The survey-takers aren't necessarily to blame.  They're acting rationally.  They have an opportunity cost of time, and time spent taking a survey is time not making money or doing something else enjoyable (like reading this post!).  Particularly in online surveys, where people are paid when they complete the survey, the incentive is to finish - not necessarily to pay 100% attention to every question.

In a new working paper with Trey Malone, we sought to figure whether missing a "long" trap question like the one above or missing "short" trap questions influence the willingness-to-pay estimates we get from surveys.  Our longer traps "catch" a whopping 25%-37% of the respondents; shorter traps catch 5%-20% depending on whether they're in a list or in isolation.  In addition, Trey had the idea of going beyond the simple trap question and prompting people if they got it wrong.  If you've been caught in our trap, we'll let you out, and hopefully we'll find better survey responses.  
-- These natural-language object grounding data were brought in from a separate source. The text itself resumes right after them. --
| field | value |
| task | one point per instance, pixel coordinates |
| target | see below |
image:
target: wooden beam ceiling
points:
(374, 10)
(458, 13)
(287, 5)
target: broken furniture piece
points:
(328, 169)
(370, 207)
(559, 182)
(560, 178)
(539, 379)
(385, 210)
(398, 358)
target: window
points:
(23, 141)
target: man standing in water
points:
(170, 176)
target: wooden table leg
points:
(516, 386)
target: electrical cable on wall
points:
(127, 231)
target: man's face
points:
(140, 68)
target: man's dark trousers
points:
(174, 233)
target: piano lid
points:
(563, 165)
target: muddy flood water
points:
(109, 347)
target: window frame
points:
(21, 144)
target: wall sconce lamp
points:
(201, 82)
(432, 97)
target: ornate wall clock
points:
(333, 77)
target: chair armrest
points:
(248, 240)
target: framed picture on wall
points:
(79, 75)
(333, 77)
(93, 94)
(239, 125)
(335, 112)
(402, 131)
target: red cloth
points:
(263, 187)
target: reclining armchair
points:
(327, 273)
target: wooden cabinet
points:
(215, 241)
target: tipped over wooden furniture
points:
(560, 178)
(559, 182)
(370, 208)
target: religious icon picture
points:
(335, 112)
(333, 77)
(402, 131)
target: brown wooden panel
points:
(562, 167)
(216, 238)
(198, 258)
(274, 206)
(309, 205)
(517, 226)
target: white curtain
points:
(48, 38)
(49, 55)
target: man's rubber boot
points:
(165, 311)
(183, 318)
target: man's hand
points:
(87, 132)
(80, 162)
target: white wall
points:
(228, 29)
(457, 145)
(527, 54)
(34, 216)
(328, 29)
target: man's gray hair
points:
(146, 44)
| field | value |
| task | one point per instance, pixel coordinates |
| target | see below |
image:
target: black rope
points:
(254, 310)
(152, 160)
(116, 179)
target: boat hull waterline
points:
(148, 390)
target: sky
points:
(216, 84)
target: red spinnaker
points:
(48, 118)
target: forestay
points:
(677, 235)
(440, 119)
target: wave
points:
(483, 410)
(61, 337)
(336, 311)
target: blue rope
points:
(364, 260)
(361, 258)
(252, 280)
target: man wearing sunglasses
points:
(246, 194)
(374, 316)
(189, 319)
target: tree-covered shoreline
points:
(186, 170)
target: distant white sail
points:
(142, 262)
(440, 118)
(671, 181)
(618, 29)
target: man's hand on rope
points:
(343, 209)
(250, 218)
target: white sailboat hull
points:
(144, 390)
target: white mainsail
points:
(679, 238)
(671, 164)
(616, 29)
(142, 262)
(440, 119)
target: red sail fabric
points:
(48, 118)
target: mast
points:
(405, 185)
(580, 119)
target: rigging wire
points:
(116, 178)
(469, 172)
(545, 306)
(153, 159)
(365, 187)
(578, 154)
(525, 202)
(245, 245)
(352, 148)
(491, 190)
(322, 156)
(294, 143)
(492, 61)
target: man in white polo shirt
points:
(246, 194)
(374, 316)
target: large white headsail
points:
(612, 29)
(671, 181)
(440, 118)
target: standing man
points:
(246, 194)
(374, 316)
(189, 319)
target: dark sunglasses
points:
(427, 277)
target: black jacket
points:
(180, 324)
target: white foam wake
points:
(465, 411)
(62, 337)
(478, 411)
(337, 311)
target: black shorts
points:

Here's the paper abstract.

This article uses “trap questions” to identify inattentive survey participants. In the context of a choice experiment, inattentiveness is shown to significantly influence willingness-to-pay estimates and error variance. In Study 1, we compare results from choice experiments for meat products including three different trap questions, and we find participants who miss trap questions have higher willingness-to-pay estimates and higher variance; we also find one trap question is much more likely to “catch” respondents than another. Whereas other research concludes with a discussion of the consequences of participant inattention, in Study 2, we introduce a new method to help solve the inattentive problem. We provide feedback to respondents who miss trap questions before a choice experiment on beer choice. That is, we notify incorrect participants of their inattentive, incorrect answer and give them the opportunity to revise their response. We find that this notification significantly alters responses compared to a control group, and conclude that this simple approach can increase participant attention. Overall, this study highlights the problem of inattentiveness in surveys, and we show that a simple corrective has the potential to improve data quality.